NOTIZIARIO del 09 marzo 2004

 
     

Positive novità all'orizzonte per la riforma dell'ordinamento giudiziario?
di Sergio Chiarloni *

Se sono rose, fioriranno. Di fronte alla disponibilità dichiarata dal Ministro e dal Presidente della commissione giustizia della Camera a rivedere il testo del disegno di legge sulla riforma dell'ordinamento giudiziario approvato dal Senato bene ha fatto l'Associazione nazionale Magistrati a sospendere lo sciopero programmato. Bisogna ora che alle dichiarazioni seguano i fatti.

Fatti corposi, se ci mettiamo dal punto dell'efficienza del servizio e dei pilastri sui cui è fondata la nostra democrazia, in una parola dal punto di vista di diritti fondamentali dei cittadini. Certo, non abbiamo più di fronte gli eccessi del progetto governativo originario, presentato in Parlamento nel giugno 2002, incostituzionale per pubblica ammissione dello stesso Ministro che l'aveva redatto (intervenendo al recente convegno di Venezia della magistratura associata).

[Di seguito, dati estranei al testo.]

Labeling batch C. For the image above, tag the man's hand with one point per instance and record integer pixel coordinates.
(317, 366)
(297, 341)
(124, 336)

Il maxiemendamento presentato dal governo nel marzo dell'anno scorso ha tolto di mezzo le norme che da un lato prevedevano la scelta dei commissari del concorso per l'accesso alla Corte di cassazione su una rosa proposta dal Ministro della giustizia e, dall'altro, istituivano la scuola della magistratura sotto il controllo della stessa Corte. Norme che evocavano un assetto della magistratura tipico di molti regimi autoritari del passato, dove l'esecutivo influiva sulla scelta dei giudici della corte suprema, cui poi affidava la gestione del corpo.

Tuttavia, dubbi di costituzionalità restano e sono pesanti.

Tanto per cominciare, e con buona pace dell'Unione delle Camere penali, che proclamano sei giorni di sciopero per non aver ottenuto una formale separazione delle carriere tra giudici e pubblici ministeri, oramai diventata un'autentica fissazione, la previsione di concorsi separati per l'accesso in magistratura e di un concorso per passare da una funzione all'altra concreta una separazione sostanziale tra le due figure di magistrati, che la Costituzione non vuole, quando proclama all'art. 107, comma 3° che "i magistrati si distinguono tra loro solo per diversità di funzioni".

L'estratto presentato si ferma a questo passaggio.